Are Vitamins a Superstition?

|


First a confession: I have been taking big doses of various vitamins for a number of years. Of course, finding and fixing vitamin deficiency diseases—ricketts, beriberi, scurvy—was one of the great medical triumphs of the last century. But is too much of a good thing actually bad for us? 

Over the past few years, researchers have launched a number of studies seeking to find out if taking high doses of various vitamins might produce beneficial health effects. The evidence has been slowly piling up that any good that megadoses of vitamins may do is more than offset by harms. For example, a 2004 study of vitamin E supplement showed that megadoses actually increased the risk of death. This was followed by a number of other studies that came to the same conclusion. I stopped taking megadoses of vitamin E. 

The latest blow to the hopes of us that taking vitamins might improve our health comes in the form of two new studies reported this week. As the New York Times notes

A study of vitamin E and selenium use among 35,000 men found that the vitamin users had a slightly higher risk of developing prostate cancer, according to a report published Tuesday in The Journal of the American Medical Association.
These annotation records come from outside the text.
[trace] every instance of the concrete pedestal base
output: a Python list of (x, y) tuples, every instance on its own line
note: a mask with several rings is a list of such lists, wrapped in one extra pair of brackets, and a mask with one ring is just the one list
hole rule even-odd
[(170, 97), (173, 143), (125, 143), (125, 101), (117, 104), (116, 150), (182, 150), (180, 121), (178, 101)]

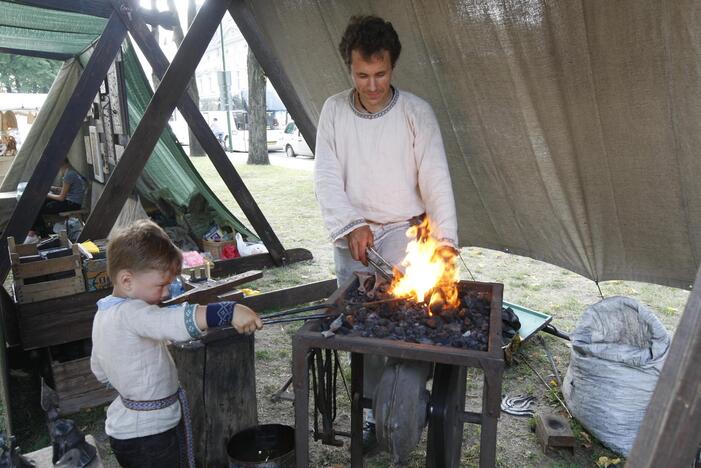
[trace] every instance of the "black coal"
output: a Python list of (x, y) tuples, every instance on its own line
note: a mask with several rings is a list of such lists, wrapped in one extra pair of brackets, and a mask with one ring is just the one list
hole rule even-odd
[[(392, 300), (388, 285), (352, 288), (345, 297), (344, 327), (351, 336), (487, 350), (490, 302), (485, 294), (459, 286), (460, 307), (431, 307), (409, 299)], [(368, 287), (371, 286), (371, 287)]]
A separate study of 38,000 women in Iowa found a higher risk of dying during a 19-year period among older women who used multivitamins and other supplements compared with women who did not, according to a new report in The Archives of Internal Medicine.

The findings are the latest in a series of disappointing research results showing that high doses of vitamins are not helpful in warding off disease.

One finding is that men in the prostate cancer study who took vitamin E were slightly more likely to get prostate cancer than those who did not. The second study involved thousands of older women and found that the use of multivitamins, vitamin B6, folic acid, iron, magnesium, zinc and copper were all associated with increased risk of death.

A good definition of a superstition is "a belief or practice resulting from ignorance, fear of the unknown, trust in magic or chance, or a false conception of causation." As data accumulate, taking megadoses of vitamins looks more and more like a superstition.